A Ticketmaster, pertencente à Live Nation, enfrentou forte reação de fãs após a venda de ingressos para a turnê de reunião da banda Oasis no Reino Unido. Muitos compradores descobriram que os preços finais estavam mais do que o dobro do valor anunciado inicialmente — um impacto que provocou investigação por parte da Competition and Markets Authority (CMA), órgão regulador de defesa do consumidor britânico.

Embora a CMA não tenha encontrado evidências de uso automático de precificação dinâmica (dynamic pricing), concluiu que a Ticketmaster não avisou previamente que ingressos da mesma categoria poderiam ser vendidos em diferentes níveis de preço — ou seja, um sistema escalonado (tiered pricing).

O que a CMA exigiu e o que a Ticketmaster se comprometeu

Para reparar a falta de clareza no processo e recuperar confiança dos consumidores, a CMA conseguiu um acordo com a Ticketmaster exigindo algumas mudanças:

  • A empresa deverá informar com 24 horas de antecedência se um sistema de preços escalonados será usado para um evento.

  • Durante o processo de compra, especialmente nas filas virtuais, a Ticketmaster terá de apresentar com clareza a faixa de preços possível e atualizar o consumidor quando ingressos de preço inferior se esgotarem. 

  • A companhia também foi orientada a evitar rótulos enganosos (como “platinum”) que façam ingressos semelhantes parecerem diferir em qualidade sem justificativa clara.

A Ticketmaster afirmou que aceita esses compromissos voluntariamente, sem admitir ter cometido infração ou violado lei de consumo.

Contexto da polêmica

A venda de ingressos para Oasis gerou expectativa enorme, e mais de 1 milhão de ingressos foram colocados à disposição. Muitos fãs, após longas esperas em filas online, se depararam com preços de ingressos “standing” (em pé) que passaram de £ 148 esperados para até £ 355

Críticos acusaram a empresa de usar práticas de precificação variável com base na demanda, o que gerou insatisfação generalizada. A Ticketmaster negou uso automatizado de dynamic pricing, argumentando que os preços começaram diferentes (“tiered”) logo no lançamento e foram definidos pelos promotores, não por algoritmos dinâmicos.
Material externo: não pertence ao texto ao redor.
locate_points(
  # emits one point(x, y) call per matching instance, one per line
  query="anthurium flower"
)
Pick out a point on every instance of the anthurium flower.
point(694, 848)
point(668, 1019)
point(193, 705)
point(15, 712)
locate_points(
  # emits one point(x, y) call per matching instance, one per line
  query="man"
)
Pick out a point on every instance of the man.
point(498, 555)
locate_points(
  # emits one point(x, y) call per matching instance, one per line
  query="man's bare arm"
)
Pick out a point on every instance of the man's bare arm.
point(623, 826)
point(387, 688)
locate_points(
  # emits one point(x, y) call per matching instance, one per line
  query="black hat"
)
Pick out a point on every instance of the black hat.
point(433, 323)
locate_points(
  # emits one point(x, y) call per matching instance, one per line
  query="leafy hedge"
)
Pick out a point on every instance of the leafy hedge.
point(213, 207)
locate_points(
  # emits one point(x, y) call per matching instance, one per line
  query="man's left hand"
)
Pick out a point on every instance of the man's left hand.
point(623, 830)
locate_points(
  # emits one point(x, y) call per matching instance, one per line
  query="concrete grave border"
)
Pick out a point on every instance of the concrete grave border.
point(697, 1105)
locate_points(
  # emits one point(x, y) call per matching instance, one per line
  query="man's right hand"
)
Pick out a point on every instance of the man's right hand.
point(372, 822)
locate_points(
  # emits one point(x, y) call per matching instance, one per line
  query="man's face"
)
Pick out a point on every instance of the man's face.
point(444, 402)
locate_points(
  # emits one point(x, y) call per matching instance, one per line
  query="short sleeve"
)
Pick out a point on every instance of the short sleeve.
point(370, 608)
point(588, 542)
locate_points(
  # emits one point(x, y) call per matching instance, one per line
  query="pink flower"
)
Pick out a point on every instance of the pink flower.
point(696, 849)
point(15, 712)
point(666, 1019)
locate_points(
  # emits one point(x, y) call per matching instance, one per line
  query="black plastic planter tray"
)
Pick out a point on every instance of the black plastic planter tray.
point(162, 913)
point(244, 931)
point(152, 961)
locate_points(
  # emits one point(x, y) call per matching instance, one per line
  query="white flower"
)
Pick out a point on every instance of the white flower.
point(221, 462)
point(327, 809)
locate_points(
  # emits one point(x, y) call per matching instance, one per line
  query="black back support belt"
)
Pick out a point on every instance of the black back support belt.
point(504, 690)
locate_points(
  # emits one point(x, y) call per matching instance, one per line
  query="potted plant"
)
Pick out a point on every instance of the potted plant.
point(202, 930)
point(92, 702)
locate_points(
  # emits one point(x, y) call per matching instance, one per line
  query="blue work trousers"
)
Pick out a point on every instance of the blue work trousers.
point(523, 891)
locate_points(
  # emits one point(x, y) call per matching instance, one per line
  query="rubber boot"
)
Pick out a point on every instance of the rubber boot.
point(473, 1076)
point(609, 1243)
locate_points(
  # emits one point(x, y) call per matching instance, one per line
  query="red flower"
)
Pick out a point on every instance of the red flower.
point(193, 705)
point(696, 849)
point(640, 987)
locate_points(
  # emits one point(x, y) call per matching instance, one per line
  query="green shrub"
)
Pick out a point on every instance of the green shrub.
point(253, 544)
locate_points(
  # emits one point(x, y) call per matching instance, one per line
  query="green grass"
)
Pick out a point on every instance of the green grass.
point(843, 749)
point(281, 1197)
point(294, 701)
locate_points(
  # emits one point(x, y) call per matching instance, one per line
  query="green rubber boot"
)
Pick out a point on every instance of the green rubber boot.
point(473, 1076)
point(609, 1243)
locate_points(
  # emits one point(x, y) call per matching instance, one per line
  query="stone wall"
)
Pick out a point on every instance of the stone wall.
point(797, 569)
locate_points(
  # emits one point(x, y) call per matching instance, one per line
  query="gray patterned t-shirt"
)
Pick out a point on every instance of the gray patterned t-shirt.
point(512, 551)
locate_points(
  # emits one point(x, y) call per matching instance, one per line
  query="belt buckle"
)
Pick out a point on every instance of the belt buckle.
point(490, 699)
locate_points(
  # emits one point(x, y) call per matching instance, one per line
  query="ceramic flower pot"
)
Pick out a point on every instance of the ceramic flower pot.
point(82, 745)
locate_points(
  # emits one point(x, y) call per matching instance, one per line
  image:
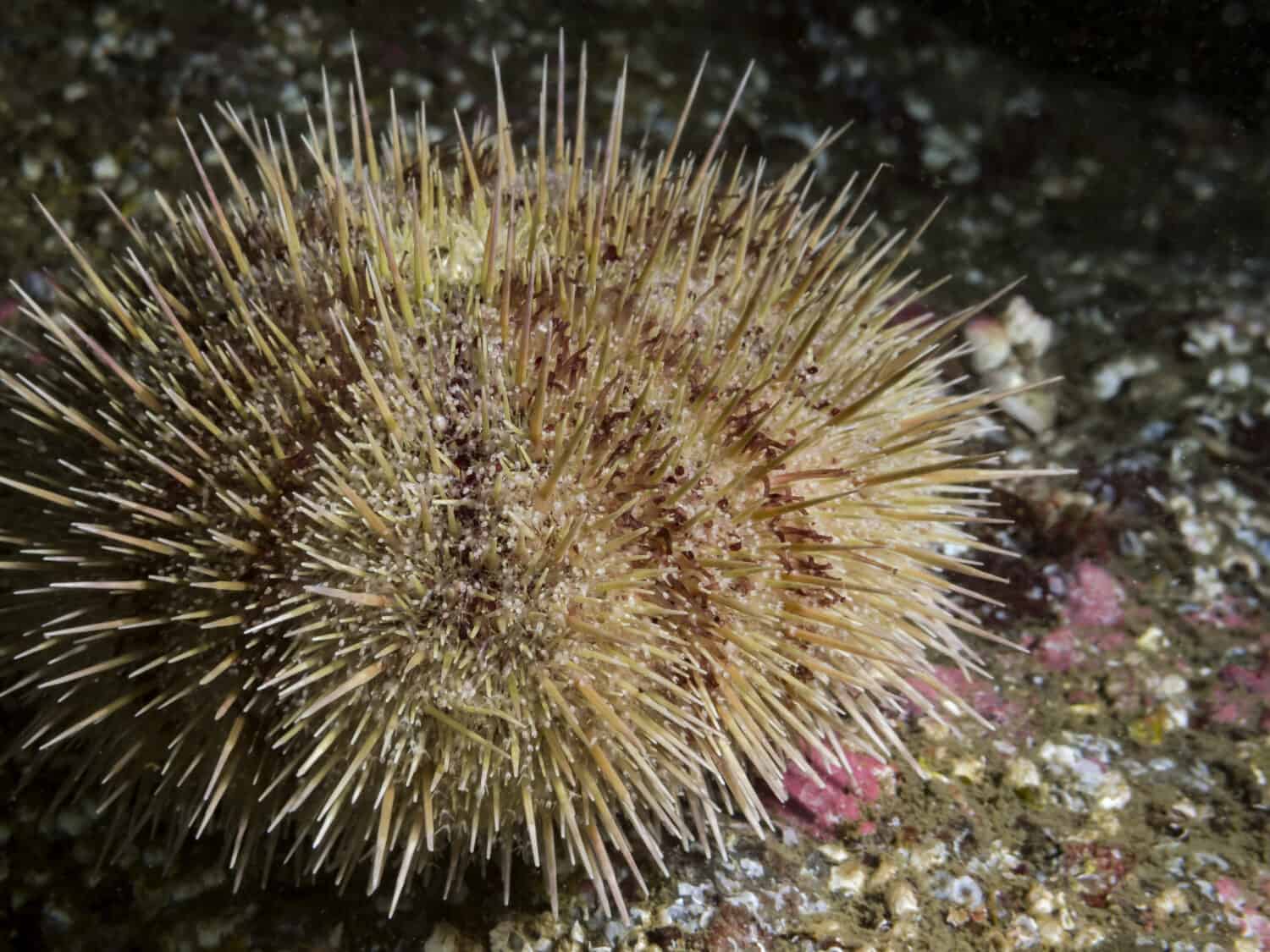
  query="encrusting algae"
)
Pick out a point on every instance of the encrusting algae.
point(538, 503)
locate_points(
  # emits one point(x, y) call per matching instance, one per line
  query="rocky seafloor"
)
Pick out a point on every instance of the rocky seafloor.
point(1120, 799)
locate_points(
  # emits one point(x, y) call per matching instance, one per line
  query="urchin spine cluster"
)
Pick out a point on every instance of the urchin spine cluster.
point(535, 502)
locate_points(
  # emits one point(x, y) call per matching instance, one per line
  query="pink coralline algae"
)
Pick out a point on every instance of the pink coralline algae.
point(828, 796)
point(1242, 696)
point(1096, 598)
point(1244, 911)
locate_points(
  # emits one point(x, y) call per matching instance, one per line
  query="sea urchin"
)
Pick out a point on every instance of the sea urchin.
point(526, 503)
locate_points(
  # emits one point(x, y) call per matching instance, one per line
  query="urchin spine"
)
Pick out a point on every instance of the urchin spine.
point(527, 502)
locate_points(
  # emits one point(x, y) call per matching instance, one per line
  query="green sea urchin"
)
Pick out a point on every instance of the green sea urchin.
point(533, 502)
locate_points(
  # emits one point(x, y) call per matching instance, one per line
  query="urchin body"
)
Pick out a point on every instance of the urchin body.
point(525, 503)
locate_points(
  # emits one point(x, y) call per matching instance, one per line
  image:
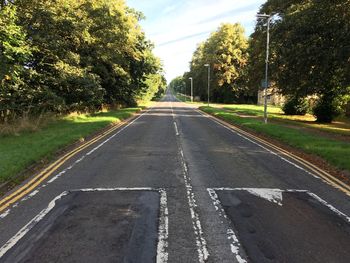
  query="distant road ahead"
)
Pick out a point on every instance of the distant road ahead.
point(174, 185)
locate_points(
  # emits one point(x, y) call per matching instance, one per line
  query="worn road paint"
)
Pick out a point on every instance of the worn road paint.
point(176, 129)
point(163, 228)
point(321, 175)
point(235, 245)
point(24, 230)
point(13, 198)
point(201, 243)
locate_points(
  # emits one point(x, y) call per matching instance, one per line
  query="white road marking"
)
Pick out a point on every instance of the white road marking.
point(270, 195)
point(24, 230)
point(322, 201)
point(54, 178)
point(163, 228)
point(268, 150)
point(176, 129)
point(235, 245)
point(201, 243)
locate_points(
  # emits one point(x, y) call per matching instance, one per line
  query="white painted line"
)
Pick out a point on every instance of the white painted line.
point(270, 194)
point(201, 243)
point(5, 213)
point(265, 193)
point(176, 129)
point(332, 208)
point(54, 178)
point(231, 236)
point(270, 151)
point(24, 230)
point(163, 228)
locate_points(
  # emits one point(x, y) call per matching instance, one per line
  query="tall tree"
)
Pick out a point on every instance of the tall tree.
point(226, 53)
point(310, 49)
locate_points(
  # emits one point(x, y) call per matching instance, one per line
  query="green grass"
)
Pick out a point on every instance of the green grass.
point(17, 152)
point(340, 126)
point(335, 152)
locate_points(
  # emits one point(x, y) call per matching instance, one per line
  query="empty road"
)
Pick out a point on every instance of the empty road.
point(174, 185)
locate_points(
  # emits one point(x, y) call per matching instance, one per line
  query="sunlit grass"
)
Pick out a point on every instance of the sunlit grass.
point(334, 151)
point(339, 126)
point(28, 147)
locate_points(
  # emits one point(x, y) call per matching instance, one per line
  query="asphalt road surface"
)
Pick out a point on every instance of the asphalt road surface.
point(173, 185)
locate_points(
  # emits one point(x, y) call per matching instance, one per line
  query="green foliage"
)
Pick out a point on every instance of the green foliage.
point(66, 56)
point(295, 106)
point(334, 151)
point(226, 53)
point(178, 84)
point(326, 109)
point(26, 148)
point(310, 49)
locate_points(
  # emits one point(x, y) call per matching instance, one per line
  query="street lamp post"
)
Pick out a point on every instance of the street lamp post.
point(269, 17)
point(184, 83)
point(191, 88)
point(208, 66)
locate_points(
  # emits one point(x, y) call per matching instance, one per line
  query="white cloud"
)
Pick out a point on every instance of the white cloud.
point(176, 28)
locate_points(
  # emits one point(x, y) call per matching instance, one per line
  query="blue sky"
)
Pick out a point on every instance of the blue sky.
point(177, 26)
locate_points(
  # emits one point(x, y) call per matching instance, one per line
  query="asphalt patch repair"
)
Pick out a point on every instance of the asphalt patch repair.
point(296, 228)
point(94, 226)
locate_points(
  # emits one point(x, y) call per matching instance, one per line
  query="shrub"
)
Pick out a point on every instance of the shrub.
point(326, 109)
point(295, 106)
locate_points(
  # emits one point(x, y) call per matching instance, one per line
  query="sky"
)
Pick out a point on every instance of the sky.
point(176, 27)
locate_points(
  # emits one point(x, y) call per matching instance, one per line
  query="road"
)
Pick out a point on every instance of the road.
point(174, 185)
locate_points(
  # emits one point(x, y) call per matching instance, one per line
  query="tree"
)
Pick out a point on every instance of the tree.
point(310, 49)
point(226, 51)
point(15, 53)
point(65, 56)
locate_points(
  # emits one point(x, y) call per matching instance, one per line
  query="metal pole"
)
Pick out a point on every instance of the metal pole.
point(191, 89)
point(266, 67)
point(208, 84)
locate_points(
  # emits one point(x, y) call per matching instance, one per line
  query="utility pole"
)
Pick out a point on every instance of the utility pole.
point(208, 66)
point(191, 88)
point(269, 17)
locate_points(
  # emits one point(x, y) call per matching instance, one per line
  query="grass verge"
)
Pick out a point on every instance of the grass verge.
point(17, 152)
point(335, 152)
point(340, 126)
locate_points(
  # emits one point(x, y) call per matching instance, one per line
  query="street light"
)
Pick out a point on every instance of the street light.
point(191, 88)
point(269, 17)
point(208, 65)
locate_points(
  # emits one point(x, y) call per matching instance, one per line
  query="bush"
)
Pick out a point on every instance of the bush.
point(326, 109)
point(295, 106)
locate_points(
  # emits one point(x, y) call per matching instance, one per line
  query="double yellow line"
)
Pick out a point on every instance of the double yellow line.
point(309, 166)
point(39, 178)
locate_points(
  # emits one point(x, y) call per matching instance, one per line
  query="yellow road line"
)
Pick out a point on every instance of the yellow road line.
point(311, 167)
point(35, 181)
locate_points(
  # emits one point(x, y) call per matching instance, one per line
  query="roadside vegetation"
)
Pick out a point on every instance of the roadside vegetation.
point(26, 147)
point(73, 56)
point(334, 151)
point(308, 63)
point(61, 63)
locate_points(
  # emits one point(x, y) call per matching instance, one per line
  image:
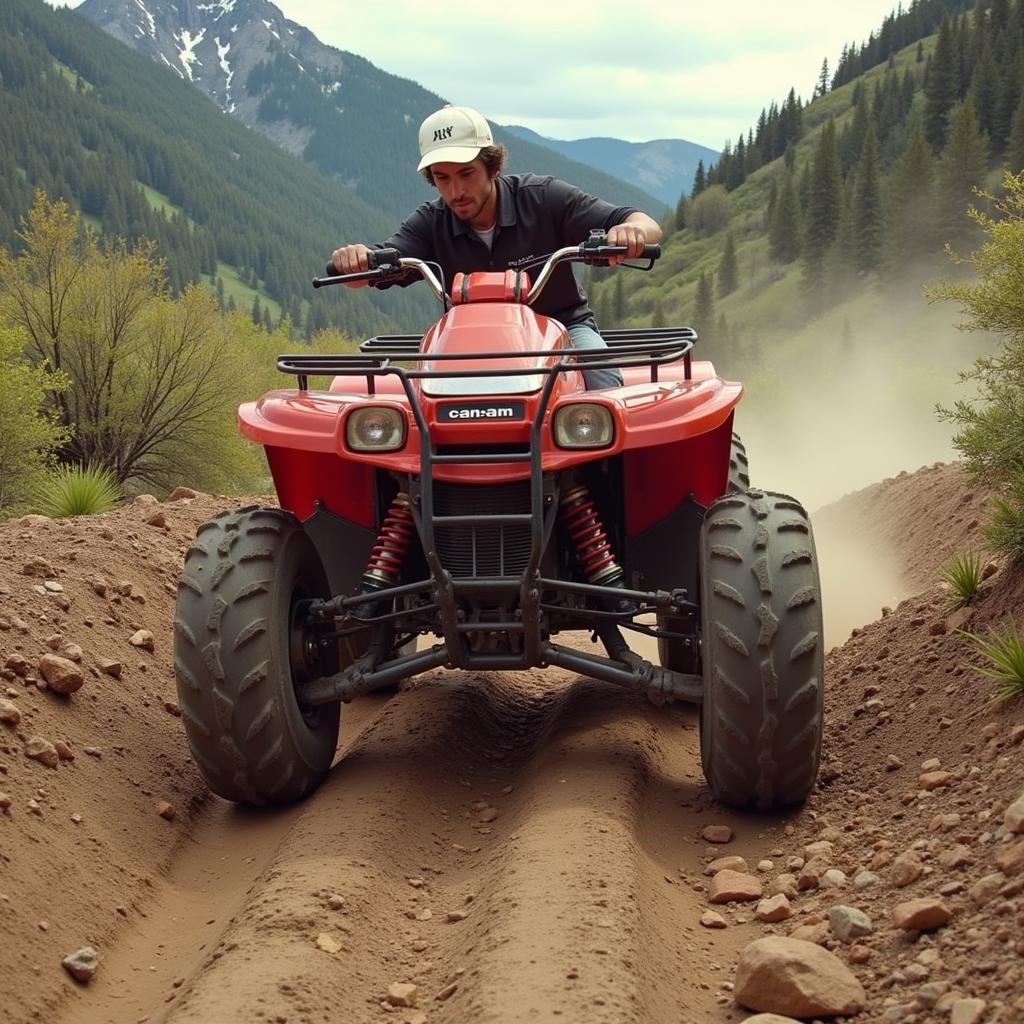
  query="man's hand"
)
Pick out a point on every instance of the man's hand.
point(351, 259)
point(630, 235)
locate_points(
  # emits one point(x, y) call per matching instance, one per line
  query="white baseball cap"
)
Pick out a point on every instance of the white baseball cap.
point(453, 134)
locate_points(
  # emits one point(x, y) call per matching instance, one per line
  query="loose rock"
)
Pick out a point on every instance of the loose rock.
point(142, 639)
point(968, 1012)
point(729, 887)
point(42, 751)
point(773, 909)
point(847, 923)
point(9, 714)
point(716, 834)
point(110, 667)
point(82, 965)
point(401, 994)
point(61, 675)
point(922, 914)
point(796, 979)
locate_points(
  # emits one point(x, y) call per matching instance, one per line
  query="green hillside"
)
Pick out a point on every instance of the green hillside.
point(837, 216)
point(142, 154)
point(881, 168)
point(378, 166)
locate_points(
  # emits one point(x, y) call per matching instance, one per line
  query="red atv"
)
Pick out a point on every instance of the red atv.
point(464, 485)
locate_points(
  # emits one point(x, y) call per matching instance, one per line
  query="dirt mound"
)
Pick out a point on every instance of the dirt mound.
point(880, 545)
point(517, 847)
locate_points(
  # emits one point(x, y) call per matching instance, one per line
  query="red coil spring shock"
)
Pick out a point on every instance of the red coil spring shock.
point(392, 545)
point(584, 524)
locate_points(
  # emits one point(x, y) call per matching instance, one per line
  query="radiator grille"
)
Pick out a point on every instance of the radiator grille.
point(482, 549)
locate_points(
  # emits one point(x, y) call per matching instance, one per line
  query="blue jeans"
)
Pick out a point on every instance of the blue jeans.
point(586, 338)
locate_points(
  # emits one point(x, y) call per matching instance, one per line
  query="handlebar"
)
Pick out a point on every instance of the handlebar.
point(388, 265)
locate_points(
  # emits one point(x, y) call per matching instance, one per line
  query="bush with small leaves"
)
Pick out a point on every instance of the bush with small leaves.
point(1005, 529)
point(1003, 649)
point(71, 491)
point(963, 574)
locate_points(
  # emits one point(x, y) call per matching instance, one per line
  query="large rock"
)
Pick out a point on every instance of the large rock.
point(82, 965)
point(43, 751)
point(922, 914)
point(796, 979)
point(729, 887)
point(61, 675)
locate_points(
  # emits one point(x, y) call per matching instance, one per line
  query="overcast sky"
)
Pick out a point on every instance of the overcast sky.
point(570, 69)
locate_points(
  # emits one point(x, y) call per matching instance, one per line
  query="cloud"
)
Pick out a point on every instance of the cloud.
point(636, 71)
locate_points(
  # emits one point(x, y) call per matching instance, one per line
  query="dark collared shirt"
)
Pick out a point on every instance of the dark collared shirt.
point(536, 216)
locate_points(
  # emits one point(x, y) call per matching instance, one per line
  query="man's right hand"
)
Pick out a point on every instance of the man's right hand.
point(351, 259)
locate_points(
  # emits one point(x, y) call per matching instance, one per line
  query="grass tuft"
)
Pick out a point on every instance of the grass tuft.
point(72, 491)
point(1003, 649)
point(963, 573)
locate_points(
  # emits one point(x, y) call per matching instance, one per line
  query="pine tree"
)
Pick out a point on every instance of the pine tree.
point(704, 311)
point(824, 204)
point(822, 84)
point(942, 87)
point(699, 180)
point(909, 220)
point(962, 168)
point(867, 226)
point(1015, 148)
point(783, 232)
point(680, 218)
point(728, 269)
point(985, 90)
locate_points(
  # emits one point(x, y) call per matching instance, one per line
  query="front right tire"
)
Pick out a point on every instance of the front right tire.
point(239, 651)
point(763, 651)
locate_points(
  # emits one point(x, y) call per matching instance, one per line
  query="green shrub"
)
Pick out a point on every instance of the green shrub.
point(1003, 650)
point(1005, 530)
point(963, 573)
point(73, 491)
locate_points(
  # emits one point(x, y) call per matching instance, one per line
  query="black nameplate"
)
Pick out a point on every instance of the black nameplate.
point(481, 412)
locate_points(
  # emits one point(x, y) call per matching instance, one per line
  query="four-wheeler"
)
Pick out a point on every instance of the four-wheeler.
point(459, 501)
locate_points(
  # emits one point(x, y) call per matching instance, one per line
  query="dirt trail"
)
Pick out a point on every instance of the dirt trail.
point(577, 895)
point(557, 819)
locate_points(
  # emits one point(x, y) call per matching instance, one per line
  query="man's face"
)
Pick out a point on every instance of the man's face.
point(467, 190)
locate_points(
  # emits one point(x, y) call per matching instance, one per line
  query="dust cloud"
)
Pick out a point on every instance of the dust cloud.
point(848, 406)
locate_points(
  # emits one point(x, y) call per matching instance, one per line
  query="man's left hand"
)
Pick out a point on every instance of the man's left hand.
point(631, 236)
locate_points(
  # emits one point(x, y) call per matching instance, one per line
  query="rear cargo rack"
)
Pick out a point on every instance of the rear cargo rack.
point(381, 356)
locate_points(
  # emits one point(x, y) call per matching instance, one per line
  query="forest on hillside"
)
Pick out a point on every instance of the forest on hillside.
point(142, 155)
point(859, 185)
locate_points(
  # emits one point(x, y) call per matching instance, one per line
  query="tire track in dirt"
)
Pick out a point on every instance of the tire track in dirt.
point(578, 897)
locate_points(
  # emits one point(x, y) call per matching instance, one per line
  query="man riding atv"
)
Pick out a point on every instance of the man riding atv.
point(485, 220)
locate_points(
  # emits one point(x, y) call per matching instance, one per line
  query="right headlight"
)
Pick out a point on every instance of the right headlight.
point(584, 425)
point(375, 428)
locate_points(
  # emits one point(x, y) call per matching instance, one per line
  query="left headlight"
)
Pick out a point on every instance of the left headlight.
point(375, 429)
point(582, 425)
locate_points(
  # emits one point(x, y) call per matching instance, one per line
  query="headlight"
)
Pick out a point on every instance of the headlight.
point(375, 429)
point(583, 425)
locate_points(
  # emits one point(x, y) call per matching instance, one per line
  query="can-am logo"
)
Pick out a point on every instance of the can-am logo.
point(472, 412)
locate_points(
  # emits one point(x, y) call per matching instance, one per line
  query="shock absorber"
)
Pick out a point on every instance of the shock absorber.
point(581, 517)
point(386, 559)
point(392, 545)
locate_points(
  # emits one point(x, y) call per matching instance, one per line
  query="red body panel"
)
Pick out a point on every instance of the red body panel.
point(302, 478)
point(658, 478)
point(675, 432)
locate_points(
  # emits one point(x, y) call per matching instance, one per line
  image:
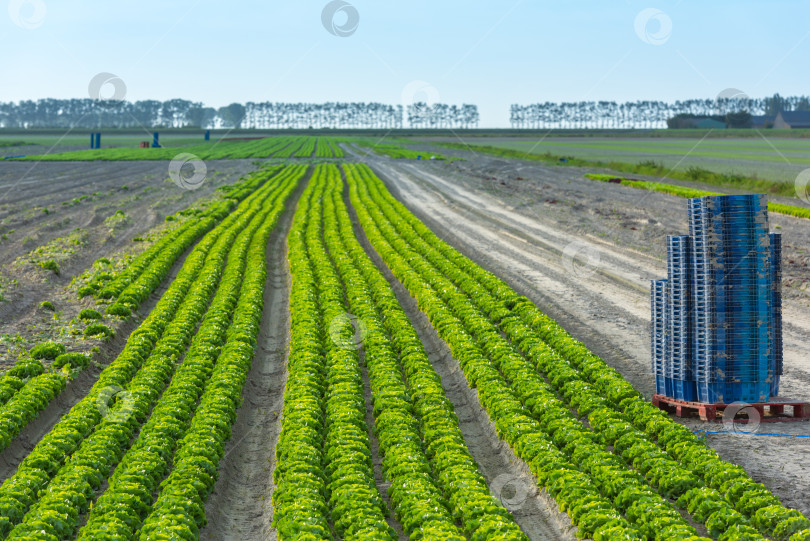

Além disso, conforme relatório histórico e registros públicos, a Ticketmaster já enfrentava questionamentos sobre sua prática de precificação e rótulos de ingressos “premium” em outras turnês.

O que muda daqui pra frente e implicações para o mercado

  1. Mais transparência obrigatória — os espectadores terão melhores condições de saber, desde o início, se um evento usará múltiplos níveis de preço.

  2. Maior controle regulatório — o acordo com a CMA serve como caso de referência: empresas de ticketing e promotoras serão observadas mais de perto em suas práticas de venda.

  3. Impacto na relação com fãs — ao reforçar clareza, espera-se recuperar confiança em vendas futuras, especialmente para shows de grande demanda.

  4. Alerta para o mercado global — outros países podem tomar nota desse caso ao revisar leis de proteção ao consumidor em entretenimento ao vivo.

Para o Brasil, é um sinal claro de que práticas como precificação variável, taxas ocultas e vendas escalonadas podem vir a ser questionadas mais intensamente. Quem quiser longevidade no mercado vai precisar investir em clareza, ética e previsibilidade para o fã.